In its half-year results to 30 September 2010, Chamberlin reported "ongoing improvement in sales trend" with revenues up 29 per cent to £18.3m (2009: £14.2m). Underlying operating profit was £222,000 - there was a £635,000 loss in 2009.
Statutory operating profit was £190,000 with a loss of £539,000 in 2009. Underlying profit before tax was £163,000. A £692,000 loss was posted in 2009. Statutory profit before tax was £91,000. The 2009 figure was a £713,000 loss.
Chamberlin chairman Tom Brown said: "I am very pleased to report Chamberlin's return to profitability. Results for the half-year show sales up by 29 per cent over the same period last year to £18.3m. While that is still approximately 20 per cent below the group's pre-recession first half peak of £23.5m in 2008, we expect revenues to continue to build.
"The modernisation programme we completed before the downturn and the measures we took during recession, to reduce costs and further improve efficiencies are benefiting Chamberlin's competitive position as the trading backdrop improves.

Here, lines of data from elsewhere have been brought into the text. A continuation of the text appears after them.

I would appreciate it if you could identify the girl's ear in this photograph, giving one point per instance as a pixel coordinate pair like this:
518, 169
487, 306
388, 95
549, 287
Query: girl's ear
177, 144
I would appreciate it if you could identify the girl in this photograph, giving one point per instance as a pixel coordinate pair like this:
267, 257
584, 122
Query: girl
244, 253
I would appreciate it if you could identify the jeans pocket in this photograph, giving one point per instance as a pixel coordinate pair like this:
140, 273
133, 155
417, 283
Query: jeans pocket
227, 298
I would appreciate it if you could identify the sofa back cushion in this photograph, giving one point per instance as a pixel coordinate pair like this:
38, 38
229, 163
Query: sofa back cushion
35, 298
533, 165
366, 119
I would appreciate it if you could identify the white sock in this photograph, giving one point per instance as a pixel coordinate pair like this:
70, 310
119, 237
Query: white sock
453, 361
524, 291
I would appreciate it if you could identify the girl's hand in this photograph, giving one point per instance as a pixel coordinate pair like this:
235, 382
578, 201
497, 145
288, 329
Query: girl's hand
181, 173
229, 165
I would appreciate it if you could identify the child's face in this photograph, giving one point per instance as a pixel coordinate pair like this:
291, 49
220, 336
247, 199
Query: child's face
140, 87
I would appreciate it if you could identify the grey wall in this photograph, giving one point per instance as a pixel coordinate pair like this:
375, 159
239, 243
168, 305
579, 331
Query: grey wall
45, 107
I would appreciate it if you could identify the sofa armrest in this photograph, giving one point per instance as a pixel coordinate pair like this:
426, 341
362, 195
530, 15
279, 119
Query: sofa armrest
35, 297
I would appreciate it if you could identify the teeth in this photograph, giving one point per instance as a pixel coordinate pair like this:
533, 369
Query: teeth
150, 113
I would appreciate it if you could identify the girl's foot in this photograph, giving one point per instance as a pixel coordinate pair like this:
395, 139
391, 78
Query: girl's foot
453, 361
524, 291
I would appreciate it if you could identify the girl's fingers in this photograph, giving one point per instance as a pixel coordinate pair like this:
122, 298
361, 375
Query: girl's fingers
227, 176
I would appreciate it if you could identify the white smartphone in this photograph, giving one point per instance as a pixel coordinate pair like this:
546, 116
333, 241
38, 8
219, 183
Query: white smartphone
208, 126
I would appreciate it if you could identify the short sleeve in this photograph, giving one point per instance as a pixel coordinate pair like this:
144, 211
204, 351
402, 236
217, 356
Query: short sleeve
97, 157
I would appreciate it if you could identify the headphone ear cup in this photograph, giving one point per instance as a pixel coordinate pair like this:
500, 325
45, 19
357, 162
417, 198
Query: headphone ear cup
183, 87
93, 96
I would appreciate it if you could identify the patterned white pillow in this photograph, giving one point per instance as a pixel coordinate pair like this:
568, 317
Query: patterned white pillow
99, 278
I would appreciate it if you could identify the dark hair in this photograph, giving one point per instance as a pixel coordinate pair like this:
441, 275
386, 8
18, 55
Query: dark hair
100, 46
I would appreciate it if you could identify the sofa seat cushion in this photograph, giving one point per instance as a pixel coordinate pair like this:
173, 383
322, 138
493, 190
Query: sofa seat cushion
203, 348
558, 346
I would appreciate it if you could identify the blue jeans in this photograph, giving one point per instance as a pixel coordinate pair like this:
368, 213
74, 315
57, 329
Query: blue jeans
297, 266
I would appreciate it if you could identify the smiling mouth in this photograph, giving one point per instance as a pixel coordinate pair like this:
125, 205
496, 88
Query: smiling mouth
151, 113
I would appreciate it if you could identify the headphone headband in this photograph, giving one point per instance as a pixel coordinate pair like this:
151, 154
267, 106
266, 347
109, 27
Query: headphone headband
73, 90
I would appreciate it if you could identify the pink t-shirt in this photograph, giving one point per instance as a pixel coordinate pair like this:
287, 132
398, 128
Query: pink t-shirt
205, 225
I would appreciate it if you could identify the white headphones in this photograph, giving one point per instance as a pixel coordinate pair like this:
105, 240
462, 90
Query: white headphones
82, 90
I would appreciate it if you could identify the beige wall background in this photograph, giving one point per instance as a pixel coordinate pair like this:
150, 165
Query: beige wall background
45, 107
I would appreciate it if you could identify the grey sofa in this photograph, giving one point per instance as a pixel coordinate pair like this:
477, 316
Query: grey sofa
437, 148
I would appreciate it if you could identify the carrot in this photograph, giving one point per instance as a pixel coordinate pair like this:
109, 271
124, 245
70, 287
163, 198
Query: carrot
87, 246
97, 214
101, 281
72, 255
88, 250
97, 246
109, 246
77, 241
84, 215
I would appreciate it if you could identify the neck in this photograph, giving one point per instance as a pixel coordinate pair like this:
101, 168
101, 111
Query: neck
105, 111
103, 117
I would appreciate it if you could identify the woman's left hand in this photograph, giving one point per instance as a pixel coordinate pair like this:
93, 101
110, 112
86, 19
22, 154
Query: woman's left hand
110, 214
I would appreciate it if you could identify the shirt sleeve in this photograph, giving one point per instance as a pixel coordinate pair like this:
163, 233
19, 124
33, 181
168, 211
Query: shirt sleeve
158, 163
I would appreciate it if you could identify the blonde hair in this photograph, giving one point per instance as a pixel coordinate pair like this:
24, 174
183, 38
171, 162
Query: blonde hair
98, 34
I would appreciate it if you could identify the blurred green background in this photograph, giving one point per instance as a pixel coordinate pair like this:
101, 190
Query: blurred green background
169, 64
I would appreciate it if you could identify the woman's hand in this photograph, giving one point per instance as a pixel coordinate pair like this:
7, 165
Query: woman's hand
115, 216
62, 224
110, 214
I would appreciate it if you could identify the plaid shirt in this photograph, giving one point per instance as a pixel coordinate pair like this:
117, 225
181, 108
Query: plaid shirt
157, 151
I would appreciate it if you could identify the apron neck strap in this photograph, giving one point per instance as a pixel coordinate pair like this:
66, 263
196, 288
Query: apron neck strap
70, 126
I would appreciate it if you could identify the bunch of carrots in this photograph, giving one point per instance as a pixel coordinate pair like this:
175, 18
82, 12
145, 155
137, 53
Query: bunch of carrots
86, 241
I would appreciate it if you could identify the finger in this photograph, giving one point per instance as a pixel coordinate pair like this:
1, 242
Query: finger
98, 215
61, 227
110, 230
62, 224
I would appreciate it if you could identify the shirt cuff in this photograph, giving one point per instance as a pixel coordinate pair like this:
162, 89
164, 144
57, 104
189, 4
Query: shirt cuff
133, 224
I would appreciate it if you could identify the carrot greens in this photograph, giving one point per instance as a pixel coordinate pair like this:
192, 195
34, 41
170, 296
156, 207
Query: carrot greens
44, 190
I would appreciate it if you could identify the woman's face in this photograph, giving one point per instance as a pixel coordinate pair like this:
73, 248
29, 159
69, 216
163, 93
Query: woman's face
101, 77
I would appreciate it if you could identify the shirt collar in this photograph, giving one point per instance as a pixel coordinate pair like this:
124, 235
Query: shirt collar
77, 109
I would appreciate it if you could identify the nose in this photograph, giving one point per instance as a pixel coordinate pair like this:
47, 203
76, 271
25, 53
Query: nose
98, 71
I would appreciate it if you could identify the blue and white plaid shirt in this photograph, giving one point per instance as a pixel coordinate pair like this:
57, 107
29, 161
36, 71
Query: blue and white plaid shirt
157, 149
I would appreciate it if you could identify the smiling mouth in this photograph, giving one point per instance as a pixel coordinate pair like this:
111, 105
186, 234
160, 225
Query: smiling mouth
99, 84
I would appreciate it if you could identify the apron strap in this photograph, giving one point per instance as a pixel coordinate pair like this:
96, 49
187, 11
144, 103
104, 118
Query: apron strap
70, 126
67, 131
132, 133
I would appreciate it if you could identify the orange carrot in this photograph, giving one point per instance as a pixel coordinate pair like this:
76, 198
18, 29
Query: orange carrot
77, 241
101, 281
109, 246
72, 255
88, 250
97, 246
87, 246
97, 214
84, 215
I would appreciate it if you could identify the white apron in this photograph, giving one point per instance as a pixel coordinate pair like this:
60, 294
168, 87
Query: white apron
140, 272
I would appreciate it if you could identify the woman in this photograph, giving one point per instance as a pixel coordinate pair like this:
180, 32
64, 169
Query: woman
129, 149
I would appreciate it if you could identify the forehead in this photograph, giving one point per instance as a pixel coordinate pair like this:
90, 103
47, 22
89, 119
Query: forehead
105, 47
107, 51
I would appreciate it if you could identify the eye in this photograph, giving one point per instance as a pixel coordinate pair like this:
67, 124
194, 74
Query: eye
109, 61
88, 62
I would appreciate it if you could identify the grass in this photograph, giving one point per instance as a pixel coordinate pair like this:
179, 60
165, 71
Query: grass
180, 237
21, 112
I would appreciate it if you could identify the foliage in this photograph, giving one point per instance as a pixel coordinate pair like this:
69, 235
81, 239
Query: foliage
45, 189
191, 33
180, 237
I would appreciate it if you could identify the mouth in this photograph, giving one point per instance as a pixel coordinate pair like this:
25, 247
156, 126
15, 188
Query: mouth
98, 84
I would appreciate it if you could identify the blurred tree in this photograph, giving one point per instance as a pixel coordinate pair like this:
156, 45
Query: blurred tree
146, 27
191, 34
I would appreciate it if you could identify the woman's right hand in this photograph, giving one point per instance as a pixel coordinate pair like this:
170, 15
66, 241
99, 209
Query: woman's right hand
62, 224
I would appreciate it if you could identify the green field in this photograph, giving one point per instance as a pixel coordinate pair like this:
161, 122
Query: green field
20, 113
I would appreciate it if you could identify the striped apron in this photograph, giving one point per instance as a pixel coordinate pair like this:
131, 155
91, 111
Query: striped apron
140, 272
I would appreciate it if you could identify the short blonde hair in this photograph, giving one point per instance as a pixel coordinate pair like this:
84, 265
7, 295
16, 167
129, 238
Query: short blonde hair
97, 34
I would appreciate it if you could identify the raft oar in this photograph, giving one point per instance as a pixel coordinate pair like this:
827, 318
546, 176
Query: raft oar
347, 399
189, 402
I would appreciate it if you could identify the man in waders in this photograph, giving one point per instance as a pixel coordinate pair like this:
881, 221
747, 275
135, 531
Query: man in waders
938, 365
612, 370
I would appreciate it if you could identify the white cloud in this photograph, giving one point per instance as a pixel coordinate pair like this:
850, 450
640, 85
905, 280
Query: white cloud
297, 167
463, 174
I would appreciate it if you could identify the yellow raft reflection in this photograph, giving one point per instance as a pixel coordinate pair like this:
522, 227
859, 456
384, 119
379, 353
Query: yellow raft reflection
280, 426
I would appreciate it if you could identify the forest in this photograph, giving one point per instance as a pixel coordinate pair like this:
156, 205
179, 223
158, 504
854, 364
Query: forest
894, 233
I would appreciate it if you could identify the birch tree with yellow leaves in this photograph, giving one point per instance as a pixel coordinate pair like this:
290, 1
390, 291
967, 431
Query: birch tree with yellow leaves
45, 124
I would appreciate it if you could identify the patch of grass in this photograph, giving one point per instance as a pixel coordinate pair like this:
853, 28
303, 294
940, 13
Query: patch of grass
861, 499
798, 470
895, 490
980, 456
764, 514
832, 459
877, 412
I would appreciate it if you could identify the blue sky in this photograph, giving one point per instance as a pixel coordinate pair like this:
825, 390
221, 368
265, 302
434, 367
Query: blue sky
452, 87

We are now winning business as engineering demand recovers both in the UK and globally.
"In addition, with the platform for growth in place, we are also returning to our aim of acquiring complementary businesses, fitting our criteria of 'difficult things done well'.
"We have experienced recovery across almost all our activities and with continuing evidence of growth and our expectations of new orders we believe that the group is likely to deliver pre-tax profits for the full year ahead of current market forecasts."
Positive operating cash flow was £383,000 at the end of the half-year with underlying earnings per share of 1.28p. Basic earnings per share was 0.58p.
The company said foundry activity recovered strongly during the first-half while its heavy castings trade was at 90 per cent of pre-recession levels. Light castings traded at 80 per cent of pre-recession levels.
Full-year results are anticipated to be ahead of current market expectations, said Chamberlin.